Does anybody know if this Steve Featherstone is a scientist or not?--NUMB3RN7NE (talk) 09:09, 7 June 2013 (UTC)

Do you want us to google that for you? What is your point? People that write in reliable sources are writers. If you google you might find his linkedin profile where he says he writes for many reliable sources. Bhny (talk) 09:16, 7 June 2013 (UTC)
Is it a scientist or not? From your answer I suppose he is not.--NUMB3RN7NE (talk) 10:02, 7 June 2013 (UTC)
I too don't see the point of the question. For our purposes what matters is he's functioning as a journalist writing in a reliable source and giving an informative overview of the current state of reception of the E-Cat. This gives us a good intro to the reception section (I'm moving it to the top of the section for that reason). Alexbrn 10:08, 7 June 2013 (UTC)
We don't appear to be using him for scientific statements, we aren't using the source even for a critique, so I'm not quite sure what the issue is, IRWolfie- (talk) 10:13, 7 June 2013 (UTC)
Understood. So there is not any problem to use the quotations from Mark Gibbs of Forbes for the same purpose, right?--NUMB3RN7NE (talk) 13:48, 7 June 2013 (UTC)
So long as no hard science is being proffered or fringe notion advanced, it's certainly possible. What edit have you in mind? Alexbrn 13:53, 7 June 2013 (UTC)

Actually I think Featherstone's summary would be better in the lede than Bardi's blog comment, as it's a more RS; maybe they should be switched? - thoughts? Alexbrn 13:45, 7 June 2013 (UTC)
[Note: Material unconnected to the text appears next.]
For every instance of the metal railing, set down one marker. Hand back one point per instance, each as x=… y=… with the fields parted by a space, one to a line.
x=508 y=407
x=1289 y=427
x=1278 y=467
I agree, Alex. It's certainly unusual to see a blog post so prominently featured. Bishonen | talk 13:56, 7 June 2013 (UTC).
The reason we use Bardi is because (as has repeatedly been explained) he is a scientist with a background in renewable energy, and a professor at a leading Italian university - he is clearly better qualified to talk on the E-Cat than a journalist. AndyTheGrump (talk) 14:01, 7 June 2013 (UTC)
That's true of course, but a journalist is well-qualified to give an overview statement of how Rossi stands in relation to the scientific community, which is what Featherstone is essentially doing. Also, a blog generally isn't a great RS. I've done the switch - see what you think. Alexbrn 14:10, 7 June 2013 (UTC)
Bardi's blog has repeatedly been discussed as a source, and I see no reason to suddenly discount it. AndyTheGrump (talk) 14:19, 7 June 2013 (UTC)
Well, not discounted so much as moved slightly to make room for a newer stronger source. Whatever local consensus we have, we need to sure to observe sourcing policy. Alexbrn 14:27, 7 June 2013 (UTC)
Bardi is more of a relevant expert, so he trumps the journalist for opinions, IRWolfie- (talk) 16:22, 7 June 2013 (UTC)
For scientific statements probably, but as you noted above we're not using Featherstone for that purpose. Featherstone is good for a general overview of Rossi's and the E-Cat's current status (at the end of the road). There's room for both in the article, but having a blog (be it ever-so-eminent) supporting a large proportion of the lede undercuts the article's credibility and I wouldn't want to bet much on such a use surviving a going-over at RS/N. Alexbrn 16:36, 7 June 2013 (UTC)
He doesn't provide an overview, he catalogues his own experiences, IRWolfie- (talk) 23:07, 7 June 2013 (UTC)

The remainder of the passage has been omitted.